Oxford United in the Community today announces club legend James Constable as a Patron of the charity.
The football club’s official charity helps inspire youngsters to reach their potential and improve their health and wellbeing via the power of football, engagement and education. James Constable, known as Beano, played for United between 2008 and 2014 and scored 106 goals, making him the club’s all-time second highest goal scorer. As Patron James will share his expertise and help shape and support initiatives where appropriate. The appointment comes as Oxford United in the Community celebrates its 30 year anniversary.
James said: “It’s an absolute honour to have been asked to be Patron of Oxford United in the Community and I jumped at the chance. I’ve such fond memories of my career at Oxford and have so many friends there. Community is so important and football clubs have such an opportunity to engage and help people and I’ve always viewed it as a privilege and responsibility. Oxford United in the Community plays a vital role in supporting people in the county and I’m looking forward to supporting the charity in any way I can.”

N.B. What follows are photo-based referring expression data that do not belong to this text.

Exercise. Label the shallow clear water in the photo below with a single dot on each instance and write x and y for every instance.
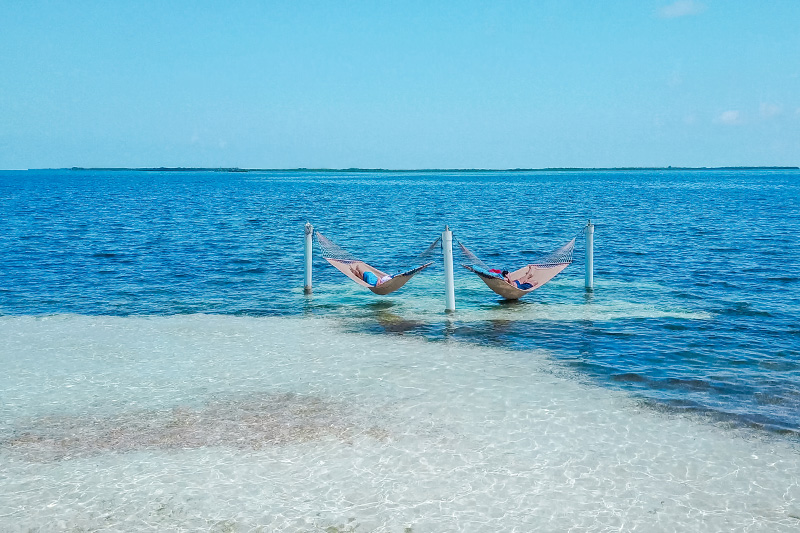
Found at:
(165, 370)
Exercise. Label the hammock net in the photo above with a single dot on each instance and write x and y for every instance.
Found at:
(355, 269)
(524, 280)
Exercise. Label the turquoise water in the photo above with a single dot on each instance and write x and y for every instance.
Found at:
(164, 370)
(697, 300)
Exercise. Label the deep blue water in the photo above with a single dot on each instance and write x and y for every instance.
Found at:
(697, 300)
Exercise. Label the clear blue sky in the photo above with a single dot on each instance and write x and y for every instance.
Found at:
(407, 84)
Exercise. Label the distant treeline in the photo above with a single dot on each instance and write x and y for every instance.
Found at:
(548, 169)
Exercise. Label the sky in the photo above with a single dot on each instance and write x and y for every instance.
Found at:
(402, 85)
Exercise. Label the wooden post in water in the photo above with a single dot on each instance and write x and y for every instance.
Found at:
(449, 284)
(589, 231)
(308, 255)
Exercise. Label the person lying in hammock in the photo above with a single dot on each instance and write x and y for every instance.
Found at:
(369, 276)
(516, 283)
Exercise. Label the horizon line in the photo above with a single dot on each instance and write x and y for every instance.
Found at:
(358, 169)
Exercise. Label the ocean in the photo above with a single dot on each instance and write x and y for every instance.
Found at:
(164, 369)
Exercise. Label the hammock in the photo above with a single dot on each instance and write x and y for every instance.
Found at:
(530, 277)
(351, 266)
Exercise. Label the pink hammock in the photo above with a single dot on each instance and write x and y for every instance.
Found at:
(535, 274)
(354, 268)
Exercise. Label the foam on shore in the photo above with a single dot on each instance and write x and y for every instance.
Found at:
(233, 423)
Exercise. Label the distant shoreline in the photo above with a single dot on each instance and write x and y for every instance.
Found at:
(337, 170)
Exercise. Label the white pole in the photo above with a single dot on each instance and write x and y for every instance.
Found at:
(309, 247)
(589, 231)
(449, 285)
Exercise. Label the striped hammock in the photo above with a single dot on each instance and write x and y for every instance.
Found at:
(525, 280)
(355, 269)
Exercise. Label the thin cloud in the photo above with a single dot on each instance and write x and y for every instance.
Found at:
(769, 110)
(681, 8)
(730, 118)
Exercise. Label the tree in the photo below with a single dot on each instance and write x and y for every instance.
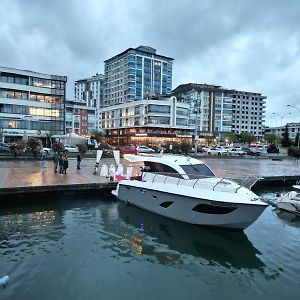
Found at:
(296, 140)
(82, 148)
(185, 148)
(247, 137)
(34, 145)
(57, 147)
(17, 147)
(270, 138)
(285, 141)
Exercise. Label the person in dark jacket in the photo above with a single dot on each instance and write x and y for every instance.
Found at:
(78, 161)
(65, 164)
(61, 165)
(55, 161)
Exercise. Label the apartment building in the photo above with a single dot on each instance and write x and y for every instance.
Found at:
(135, 74)
(80, 118)
(157, 120)
(215, 109)
(31, 102)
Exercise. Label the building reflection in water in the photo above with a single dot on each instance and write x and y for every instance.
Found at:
(168, 242)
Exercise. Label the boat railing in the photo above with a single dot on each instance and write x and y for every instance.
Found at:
(224, 183)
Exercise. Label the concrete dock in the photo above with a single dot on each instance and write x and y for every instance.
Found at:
(24, 179)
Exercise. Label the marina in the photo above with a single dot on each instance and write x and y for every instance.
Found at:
(95, 247)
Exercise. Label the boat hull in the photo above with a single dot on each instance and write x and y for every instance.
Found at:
(193, 210)
(290, 206)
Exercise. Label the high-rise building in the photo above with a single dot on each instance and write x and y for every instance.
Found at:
(158, 120)
(89, 92)
(248, 112)
(215, 109)
(31, 102)
(80, 119)
(135, 74)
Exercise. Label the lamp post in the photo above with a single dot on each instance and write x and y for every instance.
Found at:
(274, 119)
(298, 123)
(197, 111)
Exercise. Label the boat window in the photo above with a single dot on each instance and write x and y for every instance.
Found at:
(195, 171)
(161, 168)
(213, 210)
(166, 204)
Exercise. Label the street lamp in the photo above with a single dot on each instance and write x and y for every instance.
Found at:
(197, 111)
(274, 119)
(298, 123)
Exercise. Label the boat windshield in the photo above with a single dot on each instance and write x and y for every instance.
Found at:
(196, 171)
(161, 168)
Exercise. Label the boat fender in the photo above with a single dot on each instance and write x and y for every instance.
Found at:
(4, 280)
(142, 227)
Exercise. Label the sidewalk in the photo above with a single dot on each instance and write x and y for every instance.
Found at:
(25, 173)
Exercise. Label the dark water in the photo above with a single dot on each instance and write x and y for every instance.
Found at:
(101, 249)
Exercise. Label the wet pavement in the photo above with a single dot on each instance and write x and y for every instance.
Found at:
(24, 173)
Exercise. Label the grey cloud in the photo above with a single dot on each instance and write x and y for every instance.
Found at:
(251, 45)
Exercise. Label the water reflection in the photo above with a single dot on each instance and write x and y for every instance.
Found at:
(170, 239)
(23, 229)
(289, 218)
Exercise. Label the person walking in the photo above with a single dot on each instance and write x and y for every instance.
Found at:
(61, 165)
(78, 161)
(65, 164)
(43, 161)
(55, 161)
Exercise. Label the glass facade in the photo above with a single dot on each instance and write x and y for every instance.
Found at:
(136, 74)
(35, 102)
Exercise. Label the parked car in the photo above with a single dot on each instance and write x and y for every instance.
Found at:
(217, 151)
(46, 151)
(127, 150)
(272, 149)
(71, 148)
(236, 151)
(4, 147)
(145, 149)
(199, 150)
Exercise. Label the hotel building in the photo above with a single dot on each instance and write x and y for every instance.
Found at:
(157, 120)
(80, 119)
(89, 92)
(135, 74)
(215, 109)
(31, 102)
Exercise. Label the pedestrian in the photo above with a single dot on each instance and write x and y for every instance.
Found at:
(78, 161)
(43, 161)
(111, 172)
(61, 165)
(65, 164)
(55, 161)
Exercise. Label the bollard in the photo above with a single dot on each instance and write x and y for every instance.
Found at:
(4, 280)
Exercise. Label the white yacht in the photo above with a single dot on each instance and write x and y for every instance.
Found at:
(186, 189)
(290, 201)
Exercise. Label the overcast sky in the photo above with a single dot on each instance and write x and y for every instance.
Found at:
(251, 45)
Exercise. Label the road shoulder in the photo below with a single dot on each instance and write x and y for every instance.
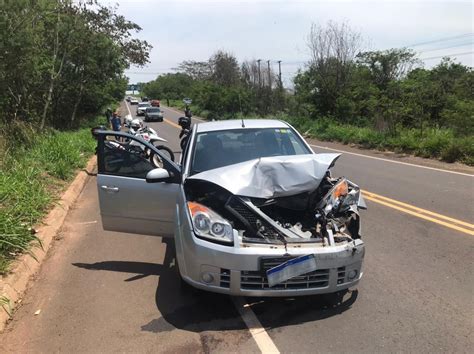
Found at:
(14, 284)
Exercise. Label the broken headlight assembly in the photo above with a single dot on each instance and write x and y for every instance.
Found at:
(210, 225)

Chris Lowes, Head of Operations at Oxford United in the Community, said: “This is a major step for the charity. Having such a popular and engaging figure like James on-board will help us elevate the profile of Oxford United in the Community and empower us to deliver more results. We can’t wait to work with him and know his patronage and contribution will strengthen our cause.”
Greig Box Turnbull, Vice Chair of Trustees of Oxford United in the Community, added: “We wanted to appoint someone who understands the club, our community and the importance of the work the charity does. Plus, someone with an affinity for the club, fans and charity and who could help raise our profile. Beano was the obvious choice. He is a real role model who inspires so many in our community. When we spoke to James he jumped at the chance, which demonstrates his passion for Oxford.”
James joined fellow United legend Peter Rhoades-Brown as a Patron of Oxford United in the Community. Rosie was one of the pioneers of the community football initiatives in the late 1980’s which became the football charities of today.
Oxford United in the Community’s coaching staff deliver programmes in nursery and primary schools across Oxfordshire. They are qualified not only in football coaching, but in teaching interventions including Real PE, which focuses on the development of agility, balance and coordination, healthy competition and cooperative learning. The charity also delivers the popular Manor Club to the over 50’s to help tackle isolation in the older community.